In 1840s people began to explore colour photography. James Clerk Maxwell a Scottish physicist, was the first who took a photograph which colors didn’t fade. It was taken in 1861 and published only in 1855. This photograph was taken using the three-coloration-separation principle. Maxwell's idea was to take 3 separate black-and-white snap shots through blue, green and red filters.
This provides the photographer with the three primary channels required to recreate a color image. Transparent prints of the photographs could be projected thru similar shade filters and superimposed on the projection display screen, an additive style of color reproduction. A color print on paper might be produced with the aid of superimposing carbon prints of the three photos made of their complementary shades.

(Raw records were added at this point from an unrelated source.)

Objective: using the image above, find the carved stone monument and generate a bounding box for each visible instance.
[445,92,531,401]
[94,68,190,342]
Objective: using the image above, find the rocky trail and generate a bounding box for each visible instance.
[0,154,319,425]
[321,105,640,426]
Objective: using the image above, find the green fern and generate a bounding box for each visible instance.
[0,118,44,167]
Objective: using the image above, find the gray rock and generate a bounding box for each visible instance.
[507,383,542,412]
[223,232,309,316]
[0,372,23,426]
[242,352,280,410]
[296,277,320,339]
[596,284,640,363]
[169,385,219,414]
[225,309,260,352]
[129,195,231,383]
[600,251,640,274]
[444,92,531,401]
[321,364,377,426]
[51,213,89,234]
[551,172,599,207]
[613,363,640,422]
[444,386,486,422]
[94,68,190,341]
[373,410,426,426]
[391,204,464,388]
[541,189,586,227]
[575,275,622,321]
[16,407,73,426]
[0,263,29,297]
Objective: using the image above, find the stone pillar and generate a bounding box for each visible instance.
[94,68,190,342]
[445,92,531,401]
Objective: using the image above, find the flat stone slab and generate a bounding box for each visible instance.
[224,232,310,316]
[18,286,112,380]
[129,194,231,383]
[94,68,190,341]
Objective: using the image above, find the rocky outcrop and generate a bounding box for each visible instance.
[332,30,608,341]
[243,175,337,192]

In late 1860s this technique was mastered by Louis Ducos du Hauron
Russian photographer Sergei Mikhailovich Prokudin-Gorskii made full-size use of this color separation technique, employing a special digital camera which successively uncovered the 3 color-filtered pics on variable areas of an oblong plate.
Implementation of color photos slowed down due to the restricted sensitivity of early photographic materials, which was pretty responsive to blue, little responsive to green, and almost unresponsive at all to red. Photo chemist Hermann Vogel exposed the dye sensitization in 1873, and all of a sudden made it viable to add sensitivity to new colors like red, yellow and even green. Improved color sensitizes and continuing development in the overall responsibility of emulsions firmly decreased time which was needed for color, bringing it very close to commercial viability.
Auto chrome, was the first commercially successful color processing, was popularized thanks to Lumière brothers in 1907. Auto chrome plates joined mosaic color filter layers, which allowed the three colors to be recorded as photographs fragments. Auto chrome plates were one of few options of additive color screen plates and films marketed between the 1890s and the 1950s.